Here's a $130 million prestige image that better captures the aftermath of 'The Revenant' than Reconstruction (Fuqua's epic looks just as silly and sadistic as Alejandro González's Best Picture nominee Iñárritu, so fortunately never so pretentious). “Emancipation” takes on the task of depicting the true horrors of human servitude as it basks in fast-paced action scenes, leaves Ben Foster off leash as the fried Southern Amon Göth who is obsessed with putting at the pace of the story's hero, and - best of all - forces Will Smith into a knife fight with an alligator in a scene that seems all the more ridiculous for being rendered in some of the finest cinematography under- monochrome seascapes from "The Night of the Hunter".
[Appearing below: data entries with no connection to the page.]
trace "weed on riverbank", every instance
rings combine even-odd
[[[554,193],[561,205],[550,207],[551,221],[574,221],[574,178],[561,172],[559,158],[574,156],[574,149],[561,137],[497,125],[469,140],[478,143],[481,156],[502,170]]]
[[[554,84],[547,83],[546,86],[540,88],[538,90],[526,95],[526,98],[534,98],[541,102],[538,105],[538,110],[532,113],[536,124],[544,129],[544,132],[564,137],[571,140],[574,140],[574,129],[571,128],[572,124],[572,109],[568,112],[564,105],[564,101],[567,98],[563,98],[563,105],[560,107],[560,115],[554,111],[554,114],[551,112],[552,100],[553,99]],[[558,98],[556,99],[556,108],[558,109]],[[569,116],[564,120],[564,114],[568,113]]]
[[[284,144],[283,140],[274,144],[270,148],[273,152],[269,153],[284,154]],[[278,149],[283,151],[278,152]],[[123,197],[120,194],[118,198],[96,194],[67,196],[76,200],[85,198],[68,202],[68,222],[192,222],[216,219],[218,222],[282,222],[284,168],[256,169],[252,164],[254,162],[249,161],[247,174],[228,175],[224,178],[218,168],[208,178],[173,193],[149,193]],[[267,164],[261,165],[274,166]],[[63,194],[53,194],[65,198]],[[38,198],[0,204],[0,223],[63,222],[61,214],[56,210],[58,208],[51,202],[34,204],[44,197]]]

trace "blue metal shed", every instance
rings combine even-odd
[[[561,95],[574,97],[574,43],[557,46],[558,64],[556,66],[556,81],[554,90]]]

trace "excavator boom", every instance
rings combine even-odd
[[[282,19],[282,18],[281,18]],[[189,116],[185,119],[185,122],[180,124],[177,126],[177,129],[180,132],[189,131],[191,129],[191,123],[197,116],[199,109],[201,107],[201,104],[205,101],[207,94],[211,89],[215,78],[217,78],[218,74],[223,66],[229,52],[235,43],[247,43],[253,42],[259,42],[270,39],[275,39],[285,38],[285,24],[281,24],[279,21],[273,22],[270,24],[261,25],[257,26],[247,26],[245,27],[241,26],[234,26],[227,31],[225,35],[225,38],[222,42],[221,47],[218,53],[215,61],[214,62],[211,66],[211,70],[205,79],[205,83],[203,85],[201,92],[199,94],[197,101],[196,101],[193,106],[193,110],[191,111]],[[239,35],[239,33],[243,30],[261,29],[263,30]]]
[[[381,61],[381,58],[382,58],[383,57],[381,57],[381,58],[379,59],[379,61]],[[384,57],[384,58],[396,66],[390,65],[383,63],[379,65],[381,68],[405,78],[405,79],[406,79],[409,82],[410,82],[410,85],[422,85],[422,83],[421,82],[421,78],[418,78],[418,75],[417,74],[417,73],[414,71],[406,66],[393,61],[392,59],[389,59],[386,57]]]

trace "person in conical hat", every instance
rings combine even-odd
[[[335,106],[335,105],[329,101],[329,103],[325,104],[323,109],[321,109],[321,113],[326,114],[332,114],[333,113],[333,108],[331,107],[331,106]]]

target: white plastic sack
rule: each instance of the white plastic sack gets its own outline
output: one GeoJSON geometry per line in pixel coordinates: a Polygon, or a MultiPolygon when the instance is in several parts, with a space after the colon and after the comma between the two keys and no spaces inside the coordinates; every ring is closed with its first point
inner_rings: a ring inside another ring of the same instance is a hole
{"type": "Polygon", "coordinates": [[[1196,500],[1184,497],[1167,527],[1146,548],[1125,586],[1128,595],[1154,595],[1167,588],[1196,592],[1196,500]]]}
(At one point in this supposedly serious movie on the most serious subjects, this same alligator leaps out of nowhere and gnaws at an enslaved fugitive, causing the kind of popcorn jerk that would feel more at home in a summer blockbuster than here.)

American moviegoers are used to consuming their history lessons with a thick layer of artificial butter on top, but William N. Collage's screenplay filters Gordon's saga through so many gritty Hollywood tropes that the over-the-top genre starts to feel more honest by comparison. At least the opening scene where Peter tears off the door frame of the plantation's slave quarters as he is dragged away from his family records with raw emotional truth.